Sebuah benda besar yang terlempar ke langit mengalihkan pandangan dua ninja akatsuki itu. Mungkin saat itu Kisame tidak memegang samehada dengan baik, sehingga senjatanya itu terlepas dari genggaman dan melayang lebih jauh ketika Itachi mengahantam Kisame tadi. Atau kekuatan Itachi yang memang di atas rata-rata?

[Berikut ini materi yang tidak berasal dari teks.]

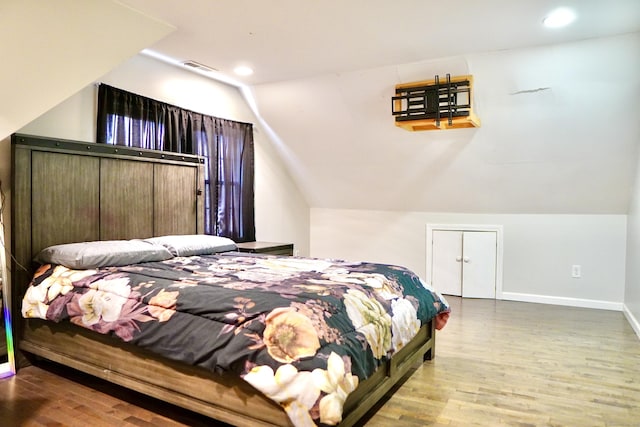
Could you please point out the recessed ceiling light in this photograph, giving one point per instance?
(243, 70)
(559, 18)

Kisame spontan bangkit dari posisi jatuhnya dan segera berlari, ingin menangkap samehadanya yang masih melayang jauh. Riakan air kembali terbentuk. Namun sayang, pedang superbesar itu sudah tidak dapat dijangkau. Kisame hanya menatap nanar ketika ia menyaksikan senjata tersayangnya melayang turun perlahan dan langsung disambut oleh sebuah air terjun ukuran besar. Dan langsung menghilang ditelan buih air yang menghantam bagian bawah air terjun tersebut.

"Sa—samehadaa.."

Itachi menepuk bahu Kisame, berusaha memberi kekuatan—dan tanpa perasaan bersalah sedikitpun—. "Sudahlah, tak apa. Kita doakan samehada itu tenang di alam sana."

"Entah, semoga begitu." Kisame menerawang ke arah air terjun 'kematian' samehadanya. Pandangan matanya kosong. "Aku bahkan tidak tahu apakah ia bisa berenang.."

"Jangan konyol," Itachi menyeringai kecil.

"Ia sudah bersamamu sekian lama. Tentu saja bisa. Kau ninja Kirigakure kan? Samehada pun begitu. Kurasa ia akan bersahabat dengan air tak lama lagi."

Namun Kisame tidak merespon. Ia masih saja memandang nanar aliran air yang meluncur turun tersebut. Tetapi latihan tentu masih belum selesai. Dan Itachi bukan tipe orang yang bisa mengakhiri latihan hanya karena hal seperti ini. Ia segera memutar otaknya, agar latihan bisa terus berjalan.

"Baiklah, sekarang juga kita ke Kirigakure. Kita cari pedang yang lebih kuat dari samehada, dan kemudian kita bisa berlatih kembali. Ayo,"

Akhirnya Kisame menyanggupi ajakan Itachi. Dengan langkah gontai, ia berbalik dan berjalan bersama partnernya, menuju Kirigakure. Membiarkan sang samehada yang malang terombang-ambing di bawah air terjun. Tersiram berton-ton air yang turun dari atas sana. Sebelum kemudian ia terapung menjauhi air terjun, dan bergerak searah dengan aliran sungai.

Terus mengapung, sampai jauh~


A FEW YEARS LATER

"Bisakah kau berhenti bertingkah menyebalkan di depanku, HAH? Atau kau hanya ingin mencari perhatian dariku? Hah, percuma saja!"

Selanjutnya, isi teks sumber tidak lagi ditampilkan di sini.